Metropolis, la resplendissante©DC Comics

Plus tard, Clark Kent et Bruce Wayne assistent à la cérémonie d’inauguration d’un nouvel orphelinat situé à Midway (une ville à mi-chemin de Metropolis et Gotham). Le discours est effectué par Oliver Monks et Adam Fulbright, sous le patronage de Byron Wylie (récemment décédé et précédemment responsable d’un autre orphelinat dans Suicide Slums, le quartier pauvre de Metropolis).

Dans les coulisses, Lex Luthor conclut une transaction immobilière ayant trait à cet orphelinat, avec Joker qui déclare vouloir prendre quelques jours de vacances à Metropolis.
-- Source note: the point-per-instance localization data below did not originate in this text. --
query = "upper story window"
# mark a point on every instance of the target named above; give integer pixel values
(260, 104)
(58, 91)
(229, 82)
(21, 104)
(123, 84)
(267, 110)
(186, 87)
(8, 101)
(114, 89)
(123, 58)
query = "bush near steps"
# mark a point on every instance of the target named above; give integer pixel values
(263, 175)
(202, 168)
Le temps est venu pour Kent et Wayne (et leurs alters egos) d’enquêter sur les agissements de leurs ennemis jurés.

Des décors d'une beauté à couper le souffle

Des décors d’une beauté à couper le souffle©DC Comics

Je me souviens que la première fois que j’avais lu cette histoire, je l’avais trouvé très quelconque. Mais les illustrations de Steve Rude exsudent un pouvoir de séduction irrésistible et je n’ai pas pu résister à l’envie compulsive d’une relecture.

La première page est silencieuse (sans texte) et sympathique, mais classique. Suit une double page présentant Gotham vu de haut sous un soleil levant rasant. Puis arrive une séquence en 5 pages toujours muettes où Batman attrape le malfrat. Le style est un étrange mélange de dessin animé pour enfant, avec des rues très dégagées dont les façades d’immeuble semblent factices (comme s’il n’y avait rien derrière la façade) avec bizarrement un seul étage (en plein centre de Gotham !).
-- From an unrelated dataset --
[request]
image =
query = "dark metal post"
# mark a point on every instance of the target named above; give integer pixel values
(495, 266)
Un rat qui passe en bas de page

Un rat qui passe en bas de page©DC Comics

Mais une lecture attentive de chaque case montre que derrière ces apparences enfantines, Steve Rude insère des détails plus adultes : des rats qui passent, le batarang mordant la chair, des expressions de visages torturées, un Batman aussi agile que ténébreux. La séquence suivante emmène le lecteur à Metropolis où le constat est le même : un mélange de candeur enfantine et de détails adultes. Surtout ces 2 séquences muettes se lisent toutes seules.

Et en même temps, l’écriture de Dave Gibbons joue également sur ces 2 modes. D’un coté la dichotomie entre Batman et Superman est déclinée à toutes les sauces, d’une manière mécanique et artificielle. Il y a bien sûr la position de l’orphelinat à mi-chemin des 2 cités, l’opposition entre Gotham sombre et gothique et Metropolis claire et rayonnante, la folie du Joker et la froide rationalisation de Lex Luthor, un enfant venant d’un orphelinat de Gotham, un autre de celui de Metropolis, etc.

Le héros solaire et le héros des ténèbres

Le héros solaire et celui des ténèbres

Dave Gibbons matraque tant et plus les différences entre Gotham et Metropolis, tout en respectant scrupuleusement un temps d’exposition rigoureusement identique pour l’un et l’autre, au point d’en devenir fastidieux dans ce dispositif enfantin.

Il faut donc un peu de temps à un lecteur adulte pour pouvoir se laisser charmer par ce récit à la forme un peu enfantine. Et puis surviennent Luthor et le Joker pour leur première rencontre. Rude s’amuse à montrer Luthor sortant de sa limousine dans une contreplongée qui accentue son coté vain et ridicule. Le joker est un pitre dégingandé, sautillant et sémillant. Les dialogues de Gibbons en font plus un bouffon qu’un fou dangereux.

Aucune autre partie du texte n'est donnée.